Sum Of The Parts Valuation
Considering all of the above, what’s your Sum of the Parts valuation for the company?
At 15x EBITDA for PBL’s retail business and 21x EBITDA for PBL’s stake in NPI (a 20% discount to NGMS’ NTM EBITDA multiple), we estimate that PBL will be worth 87 CAD by FY23, yielding >100% upside from the time our report was published. That said, we think that there are multiples of upside in PBL over the next decade as iLottery earnings power grows rapidly and the segment multiple expands.

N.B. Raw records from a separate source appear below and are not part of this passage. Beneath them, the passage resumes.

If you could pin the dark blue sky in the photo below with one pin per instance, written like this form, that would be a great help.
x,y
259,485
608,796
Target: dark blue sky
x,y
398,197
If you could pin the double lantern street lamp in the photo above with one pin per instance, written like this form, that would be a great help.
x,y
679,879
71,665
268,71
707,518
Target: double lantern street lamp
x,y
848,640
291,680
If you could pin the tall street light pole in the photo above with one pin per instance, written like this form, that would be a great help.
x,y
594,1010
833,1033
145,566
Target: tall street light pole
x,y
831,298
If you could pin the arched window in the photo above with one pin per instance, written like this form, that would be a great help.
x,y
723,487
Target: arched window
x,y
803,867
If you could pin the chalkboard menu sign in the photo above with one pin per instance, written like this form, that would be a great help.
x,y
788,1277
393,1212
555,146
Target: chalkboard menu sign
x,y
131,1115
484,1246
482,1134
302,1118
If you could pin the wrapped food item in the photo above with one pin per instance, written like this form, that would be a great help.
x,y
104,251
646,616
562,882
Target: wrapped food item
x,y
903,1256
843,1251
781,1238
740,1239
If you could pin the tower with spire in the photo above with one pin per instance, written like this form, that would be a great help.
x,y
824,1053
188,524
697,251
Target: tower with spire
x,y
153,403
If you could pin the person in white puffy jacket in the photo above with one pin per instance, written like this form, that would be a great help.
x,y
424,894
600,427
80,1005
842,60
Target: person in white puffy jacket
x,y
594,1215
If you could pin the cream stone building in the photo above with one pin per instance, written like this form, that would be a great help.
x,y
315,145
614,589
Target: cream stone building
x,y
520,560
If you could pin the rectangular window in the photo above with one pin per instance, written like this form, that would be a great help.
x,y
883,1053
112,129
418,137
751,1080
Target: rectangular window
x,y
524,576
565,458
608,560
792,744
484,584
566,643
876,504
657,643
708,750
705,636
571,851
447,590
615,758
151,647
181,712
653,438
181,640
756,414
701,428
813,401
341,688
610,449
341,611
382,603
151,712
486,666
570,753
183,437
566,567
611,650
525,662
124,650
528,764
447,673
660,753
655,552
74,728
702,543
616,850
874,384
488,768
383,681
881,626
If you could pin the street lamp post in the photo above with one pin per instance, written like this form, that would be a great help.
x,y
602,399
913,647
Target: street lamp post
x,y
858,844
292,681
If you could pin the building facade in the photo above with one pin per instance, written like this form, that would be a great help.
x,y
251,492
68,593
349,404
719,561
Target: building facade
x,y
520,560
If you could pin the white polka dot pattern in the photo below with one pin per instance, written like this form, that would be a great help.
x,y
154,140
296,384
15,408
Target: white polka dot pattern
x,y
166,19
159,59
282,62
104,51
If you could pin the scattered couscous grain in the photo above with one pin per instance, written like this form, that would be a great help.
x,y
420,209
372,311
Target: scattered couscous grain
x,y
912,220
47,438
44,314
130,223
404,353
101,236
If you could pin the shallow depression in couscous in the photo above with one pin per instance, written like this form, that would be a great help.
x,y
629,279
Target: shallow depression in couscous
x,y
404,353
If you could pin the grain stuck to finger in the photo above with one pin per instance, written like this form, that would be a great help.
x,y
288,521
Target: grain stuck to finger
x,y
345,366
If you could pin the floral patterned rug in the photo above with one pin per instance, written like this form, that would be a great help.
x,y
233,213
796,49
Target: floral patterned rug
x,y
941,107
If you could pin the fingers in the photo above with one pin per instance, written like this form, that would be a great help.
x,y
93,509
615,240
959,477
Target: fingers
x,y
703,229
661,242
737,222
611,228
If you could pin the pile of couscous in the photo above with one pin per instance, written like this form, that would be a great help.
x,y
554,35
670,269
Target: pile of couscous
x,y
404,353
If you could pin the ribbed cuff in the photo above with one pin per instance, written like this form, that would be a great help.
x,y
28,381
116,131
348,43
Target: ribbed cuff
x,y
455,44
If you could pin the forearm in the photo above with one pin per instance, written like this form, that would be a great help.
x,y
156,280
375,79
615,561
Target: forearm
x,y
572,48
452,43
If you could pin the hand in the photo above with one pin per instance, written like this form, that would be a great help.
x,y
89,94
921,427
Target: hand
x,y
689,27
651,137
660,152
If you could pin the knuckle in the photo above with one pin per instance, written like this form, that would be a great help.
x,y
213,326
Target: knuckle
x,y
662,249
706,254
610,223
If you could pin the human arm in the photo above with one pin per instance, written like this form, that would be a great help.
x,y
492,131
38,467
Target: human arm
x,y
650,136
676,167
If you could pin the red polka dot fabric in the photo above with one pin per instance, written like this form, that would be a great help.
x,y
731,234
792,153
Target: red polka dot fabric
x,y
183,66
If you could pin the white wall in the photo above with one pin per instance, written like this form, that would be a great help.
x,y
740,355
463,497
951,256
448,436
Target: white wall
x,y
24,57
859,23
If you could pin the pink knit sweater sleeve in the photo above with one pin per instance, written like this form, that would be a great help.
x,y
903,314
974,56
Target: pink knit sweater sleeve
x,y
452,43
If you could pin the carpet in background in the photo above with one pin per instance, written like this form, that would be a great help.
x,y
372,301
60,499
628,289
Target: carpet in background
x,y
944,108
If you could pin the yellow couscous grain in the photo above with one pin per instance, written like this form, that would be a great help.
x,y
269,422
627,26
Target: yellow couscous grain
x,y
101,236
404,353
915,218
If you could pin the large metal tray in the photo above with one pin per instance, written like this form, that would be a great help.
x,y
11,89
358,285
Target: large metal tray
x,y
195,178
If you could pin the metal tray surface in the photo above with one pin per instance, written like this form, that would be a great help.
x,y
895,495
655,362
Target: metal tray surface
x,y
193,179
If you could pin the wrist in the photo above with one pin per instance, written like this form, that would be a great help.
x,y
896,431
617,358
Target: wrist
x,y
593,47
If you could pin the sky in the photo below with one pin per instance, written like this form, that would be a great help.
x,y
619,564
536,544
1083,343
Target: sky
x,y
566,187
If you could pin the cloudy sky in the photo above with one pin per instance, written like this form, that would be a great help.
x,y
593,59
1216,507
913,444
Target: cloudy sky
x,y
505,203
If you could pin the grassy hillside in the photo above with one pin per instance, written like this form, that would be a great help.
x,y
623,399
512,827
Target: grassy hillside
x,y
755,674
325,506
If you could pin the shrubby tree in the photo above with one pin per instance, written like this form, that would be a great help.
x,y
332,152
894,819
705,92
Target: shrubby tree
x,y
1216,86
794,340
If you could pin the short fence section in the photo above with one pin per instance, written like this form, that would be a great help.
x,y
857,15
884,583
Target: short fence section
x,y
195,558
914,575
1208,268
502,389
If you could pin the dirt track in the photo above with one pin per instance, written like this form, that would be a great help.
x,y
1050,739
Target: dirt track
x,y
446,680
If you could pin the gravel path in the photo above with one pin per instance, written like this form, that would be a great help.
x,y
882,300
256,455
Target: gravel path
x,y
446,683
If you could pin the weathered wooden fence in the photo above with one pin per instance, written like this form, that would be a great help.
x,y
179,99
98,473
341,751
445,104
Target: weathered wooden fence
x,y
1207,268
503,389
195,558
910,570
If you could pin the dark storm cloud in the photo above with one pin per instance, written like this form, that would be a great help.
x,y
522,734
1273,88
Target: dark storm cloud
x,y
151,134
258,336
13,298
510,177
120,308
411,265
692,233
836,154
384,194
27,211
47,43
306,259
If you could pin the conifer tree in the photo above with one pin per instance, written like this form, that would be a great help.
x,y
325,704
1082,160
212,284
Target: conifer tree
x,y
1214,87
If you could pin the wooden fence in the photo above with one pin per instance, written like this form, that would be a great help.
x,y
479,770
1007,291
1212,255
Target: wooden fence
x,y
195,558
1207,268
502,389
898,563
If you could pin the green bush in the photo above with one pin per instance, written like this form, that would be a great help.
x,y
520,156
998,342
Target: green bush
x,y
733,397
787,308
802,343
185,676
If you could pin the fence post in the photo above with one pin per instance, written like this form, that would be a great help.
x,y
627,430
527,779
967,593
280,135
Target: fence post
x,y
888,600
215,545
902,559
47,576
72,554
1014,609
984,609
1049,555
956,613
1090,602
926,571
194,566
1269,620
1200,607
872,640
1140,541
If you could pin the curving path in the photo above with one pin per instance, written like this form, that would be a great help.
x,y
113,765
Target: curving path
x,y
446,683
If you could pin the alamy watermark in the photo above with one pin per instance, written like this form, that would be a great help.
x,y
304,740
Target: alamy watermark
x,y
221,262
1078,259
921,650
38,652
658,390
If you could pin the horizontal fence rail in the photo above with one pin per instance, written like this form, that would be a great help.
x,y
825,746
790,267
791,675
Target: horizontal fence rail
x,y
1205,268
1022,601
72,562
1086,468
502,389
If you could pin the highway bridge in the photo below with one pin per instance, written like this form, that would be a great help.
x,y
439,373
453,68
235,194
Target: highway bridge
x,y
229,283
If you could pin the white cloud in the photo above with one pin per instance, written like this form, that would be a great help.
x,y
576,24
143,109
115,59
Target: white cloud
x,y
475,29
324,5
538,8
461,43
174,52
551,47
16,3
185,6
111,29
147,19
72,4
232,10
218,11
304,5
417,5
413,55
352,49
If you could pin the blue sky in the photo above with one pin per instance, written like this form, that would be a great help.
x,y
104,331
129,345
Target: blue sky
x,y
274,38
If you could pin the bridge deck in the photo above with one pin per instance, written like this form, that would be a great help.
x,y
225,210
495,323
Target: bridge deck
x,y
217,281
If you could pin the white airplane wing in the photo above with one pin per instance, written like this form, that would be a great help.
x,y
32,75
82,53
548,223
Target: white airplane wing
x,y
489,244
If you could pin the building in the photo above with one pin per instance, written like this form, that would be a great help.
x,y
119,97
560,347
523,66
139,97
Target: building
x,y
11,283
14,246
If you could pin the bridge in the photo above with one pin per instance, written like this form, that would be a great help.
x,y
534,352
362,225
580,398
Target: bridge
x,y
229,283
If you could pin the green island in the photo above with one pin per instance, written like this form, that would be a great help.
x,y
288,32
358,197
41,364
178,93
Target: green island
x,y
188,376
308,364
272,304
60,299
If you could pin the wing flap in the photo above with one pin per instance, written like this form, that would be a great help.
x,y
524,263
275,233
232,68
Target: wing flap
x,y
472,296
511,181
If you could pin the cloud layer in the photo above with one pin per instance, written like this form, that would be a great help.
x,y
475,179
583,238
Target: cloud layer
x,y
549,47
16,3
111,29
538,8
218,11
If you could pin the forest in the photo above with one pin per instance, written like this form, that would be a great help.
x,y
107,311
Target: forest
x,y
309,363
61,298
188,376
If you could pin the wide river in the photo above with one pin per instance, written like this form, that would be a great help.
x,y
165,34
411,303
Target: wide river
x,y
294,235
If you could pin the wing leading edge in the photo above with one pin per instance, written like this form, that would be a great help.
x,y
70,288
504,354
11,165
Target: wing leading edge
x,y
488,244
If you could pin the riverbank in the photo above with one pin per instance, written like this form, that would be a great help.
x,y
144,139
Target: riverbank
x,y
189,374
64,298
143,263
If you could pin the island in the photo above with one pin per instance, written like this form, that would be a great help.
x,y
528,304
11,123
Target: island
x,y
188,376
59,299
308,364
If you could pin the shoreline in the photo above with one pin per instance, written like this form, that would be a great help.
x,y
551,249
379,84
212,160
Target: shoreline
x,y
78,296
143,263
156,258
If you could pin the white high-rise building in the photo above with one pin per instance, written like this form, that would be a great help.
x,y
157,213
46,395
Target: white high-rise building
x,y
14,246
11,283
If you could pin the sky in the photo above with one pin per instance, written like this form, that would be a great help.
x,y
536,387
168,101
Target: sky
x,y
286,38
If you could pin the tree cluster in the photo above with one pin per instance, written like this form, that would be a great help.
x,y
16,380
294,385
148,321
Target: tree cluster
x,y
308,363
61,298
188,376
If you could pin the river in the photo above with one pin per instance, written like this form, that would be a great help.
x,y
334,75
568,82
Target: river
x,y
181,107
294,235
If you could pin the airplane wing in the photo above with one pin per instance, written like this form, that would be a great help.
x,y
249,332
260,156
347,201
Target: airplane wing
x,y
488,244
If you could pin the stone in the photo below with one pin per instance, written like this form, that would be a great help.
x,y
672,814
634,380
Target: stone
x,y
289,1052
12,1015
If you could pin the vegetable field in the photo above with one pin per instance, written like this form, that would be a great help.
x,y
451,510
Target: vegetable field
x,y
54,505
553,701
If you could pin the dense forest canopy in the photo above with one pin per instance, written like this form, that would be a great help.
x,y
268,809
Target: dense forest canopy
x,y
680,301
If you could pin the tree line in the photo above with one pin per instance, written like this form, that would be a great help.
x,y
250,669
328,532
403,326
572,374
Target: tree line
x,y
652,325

What are the main risks to your thesis?
The #1 risk that savvy investors are focused on is the sustainability of the NPI JV. Either party could walk away and attempt to compete for iLottery contracts under its own bid instead of under NPI. We think it would be foolish for both PBL and NGMS if either party were to walk away from the JV and that their chances of winning incremental future contracts would decrease significantly (NGMS is a foreign entity with very limited roots in the US, while PBL’s iLottery technology remains unproven in the US). There is a significant amount of white space left to capture in the industry and NPI is best positioned to win.